Re: New Version Notification for draft-nottingham-structured-headers-00.txt

Hi Kazuho,

On Thu, Nov 02, 2017 at 02:18:23PM +0900, Kazuho Oku wrote:
> >> IMO, we need to at least have a representation that can carry the size
> >> of the file, which cannot always be represented as a i32 value. So the
> >> introduction of a sized type (i.e. i32, i64) means that we would need
> >> to have _two_ decoders for numbers, instead of one.
> >>
> >> My question here is what the merit of having two decoders is.
> >
> > If you need to support integers of such large size, I think we're already talking about two decoders, because we need to support floats too.
> 
> I can understand your point that we would be having at least two
> parsers, one for integers and one for floats (or three, if we consider
> positive and negative integers as different types). But still, I am
> not sure if the fact justifies having multiple parsers for different
> sizes of integer types, since, as I stated, I do not see if there
> would be any practical merit (e.g., interoperability improvement).
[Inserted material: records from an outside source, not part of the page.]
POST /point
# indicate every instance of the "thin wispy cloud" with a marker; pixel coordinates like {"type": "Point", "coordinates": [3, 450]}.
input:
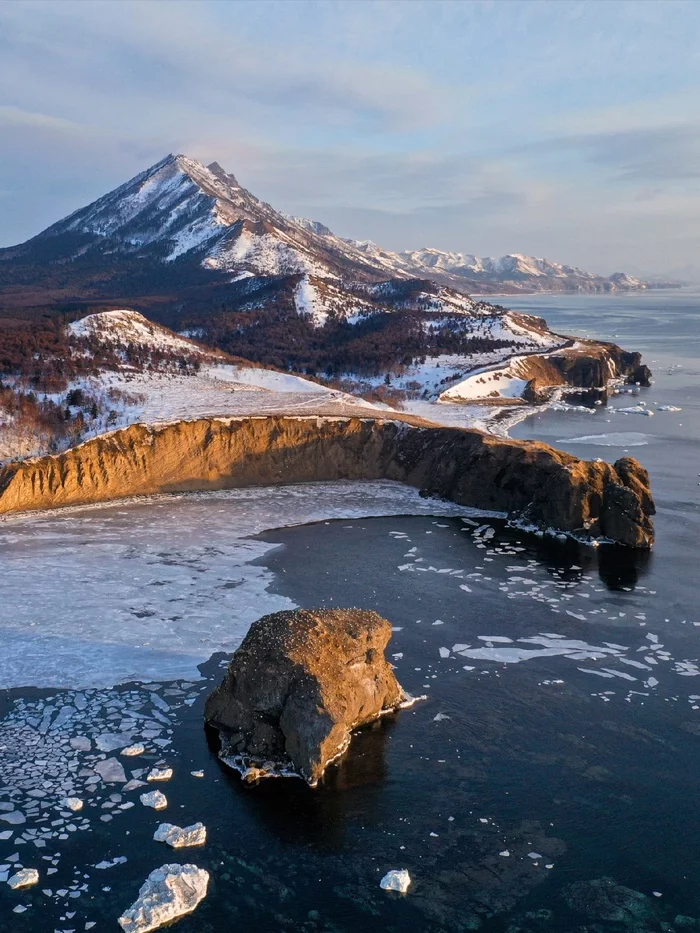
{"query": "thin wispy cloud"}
{"type": "Point", "coordinates": [565, 129]}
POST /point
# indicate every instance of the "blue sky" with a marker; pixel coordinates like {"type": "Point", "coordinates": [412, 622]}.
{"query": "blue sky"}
{"type": "Point", "coordinates": [567, 129]}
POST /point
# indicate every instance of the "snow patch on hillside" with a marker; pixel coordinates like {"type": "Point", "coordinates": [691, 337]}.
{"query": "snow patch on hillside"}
{"type": "Point", "coordinates": [124, 326]}
{"type": "Point", "coordinates": [495, 383]}
{"type": "Point", "coordinates": [309, 303]}
{"type": "Point", "coordinates": [263, 253]}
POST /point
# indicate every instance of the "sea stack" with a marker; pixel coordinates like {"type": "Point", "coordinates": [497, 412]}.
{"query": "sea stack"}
{"type": "Point", "coordinates": [297, 687]}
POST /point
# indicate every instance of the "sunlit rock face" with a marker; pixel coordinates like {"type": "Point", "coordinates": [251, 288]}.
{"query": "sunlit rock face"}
{"type": "Point", "coordinates": [522, 479]}
{"type": "Point", "coordinates": [297, 687]}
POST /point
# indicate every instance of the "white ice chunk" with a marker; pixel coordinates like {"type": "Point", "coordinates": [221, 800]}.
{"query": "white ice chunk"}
{"type": "Point", "coordinates": [160, 774]}
{"type": "Point", "coordinates": [24, 878]}
{"type": "Point", "coordinates": [168, 893]}
{"type": "Point", "coordinates": [396, 880]}
{"type": "Point", "coordinates": [179, 837]}
{"type": "Point", "coordinates": [155, 799]}
{"type": "Point", "coordinates": [72, 803]}
{"type": "Point", "coordinates": [111, 771]}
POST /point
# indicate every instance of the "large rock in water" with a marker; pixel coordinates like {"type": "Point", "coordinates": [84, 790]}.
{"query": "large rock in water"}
{"type": "Point", "coordinates": [297, 687]}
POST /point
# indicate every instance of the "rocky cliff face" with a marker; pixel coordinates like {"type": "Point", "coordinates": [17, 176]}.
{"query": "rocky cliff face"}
{"type": "Point", "coordinates": [525, 479]}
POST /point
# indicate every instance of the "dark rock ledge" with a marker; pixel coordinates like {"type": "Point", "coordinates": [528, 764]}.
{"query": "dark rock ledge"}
{"type": "Point", "coordinates": [525, 480]}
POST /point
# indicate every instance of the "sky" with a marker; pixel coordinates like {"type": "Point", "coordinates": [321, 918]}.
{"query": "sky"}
{"type": "Point", "coordinates": [569, 130]}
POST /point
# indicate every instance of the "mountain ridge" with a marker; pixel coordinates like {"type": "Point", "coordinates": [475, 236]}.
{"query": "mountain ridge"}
{"type": "Point", "coordinates": [181, 209]}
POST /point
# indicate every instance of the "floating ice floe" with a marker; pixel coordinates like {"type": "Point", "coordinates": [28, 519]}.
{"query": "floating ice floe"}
{"type": "Point", "coordinates": [112, 863]}
{"type": "Point", "coordinates": [613, 439]}
{"type": "Point", "coordinates": [572, 648]}
{"type": "Point", "coordinates": [168, 893]}
{"type": "Point", "coordinates": [14, 817]}
{"type": "Point", "coordinates": [24, 878]}
{"type": "Point", "coordinates": [155, 800]}
{"type": "Point", "coordinates": [111, 741]}
{"type": "Point", "coordinates": [635, 410]}
{"type": "Point", "coordinates": [179, 837]}
{"type": "Point", "coordinates": [396, 880]}
{"type": "Point", "coordinates": [72, 803]}
{"type": "Point", "coordinates": [111, 771]}
{"type": "Point", "coordinates": [160, 774]}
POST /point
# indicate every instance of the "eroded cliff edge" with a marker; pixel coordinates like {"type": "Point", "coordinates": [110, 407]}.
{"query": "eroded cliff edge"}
{"type": "Point", "coordinates": [526, 479]}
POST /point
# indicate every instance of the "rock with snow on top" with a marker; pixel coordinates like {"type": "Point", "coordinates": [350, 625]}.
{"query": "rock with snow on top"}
{"type": "Point", "coordinates": [169, 892]}
{"type": "Point", "coordinates": [179, 837]}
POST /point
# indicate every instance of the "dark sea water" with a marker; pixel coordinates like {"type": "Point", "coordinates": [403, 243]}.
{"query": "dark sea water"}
{"type": "Point", "coordinates": [548, 782]}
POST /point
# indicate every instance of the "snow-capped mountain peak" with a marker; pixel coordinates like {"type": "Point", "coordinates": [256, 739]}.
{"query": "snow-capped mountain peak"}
{"type": "Point", "coordinates": [180, 210]}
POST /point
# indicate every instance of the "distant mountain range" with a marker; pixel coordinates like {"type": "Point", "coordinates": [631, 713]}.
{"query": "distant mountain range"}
{"type": "Point", "coordinates": [181, 225]}
{"type": "Point", "coordinates": [243, 288]}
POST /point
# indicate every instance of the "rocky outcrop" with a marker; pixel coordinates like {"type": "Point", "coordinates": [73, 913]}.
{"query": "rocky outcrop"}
{"type": "Point", "coordinates": [640, 375]}
{"type": "Point", "coordinates": [587, 364]}
{"type": "Point", "coordinates": [297, 687]}
{"type": "Point", "coordinates": [524, 479]}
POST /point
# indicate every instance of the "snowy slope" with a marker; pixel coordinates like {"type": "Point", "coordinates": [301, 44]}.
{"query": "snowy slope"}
{"type": "Point", "coordinates": [125, 326]}
{"type": "Point", "coordinates": [182, 210]}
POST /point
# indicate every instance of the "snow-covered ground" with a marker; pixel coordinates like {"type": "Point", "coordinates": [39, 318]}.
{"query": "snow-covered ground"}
{"type": "Point", "coordinates": [150, 588]}
{"type": "Point", "coordinates": [123, 326]}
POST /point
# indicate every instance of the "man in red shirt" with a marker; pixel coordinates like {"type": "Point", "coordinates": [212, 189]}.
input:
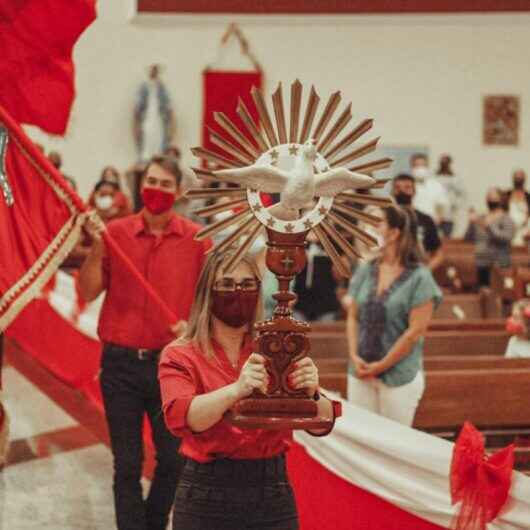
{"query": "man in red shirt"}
{"type": "Point", "coordinates": [133, 330]}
In fact I think the root cause of the problem is that we must consider
the failure to parse as something normal, and not something which never
happens. Ie: a 32-bit content-length can be perfectly fine for many use
cases (probably 99.99%), but what is not acceptable is that the parser
silently fails to parse larger values and wraps or returns -1 or such a
thing.

Thus I'd rather suggest that number parsers MUST be able to correctly
parse all sizes supported by the implementation AND detect their own
failures to do so.

Personally I don't care if "q=0.33333" is rounded down to "q=0.25" or up
to "q=0.5" by an implementation which uses fixed floats with only 1 or 2
decimal bits, if that suits their needs. But integers must always be exact.

That's why I think that variable-length encoding can help (in fact ASCII
encoding actually *is* variable length encoding, just a very inefficient
format). All implementations can be compatible with their target use cases
without having to deal with difficult types.

(...)
> For floats, first let me state that I do not know if we even need to
> support it. To me it seems worth considering to drop it, as PHK
> suggested.

+1. We can define that "q=" is specified in thousands for example and
that only 3 decimals have to be parsed there.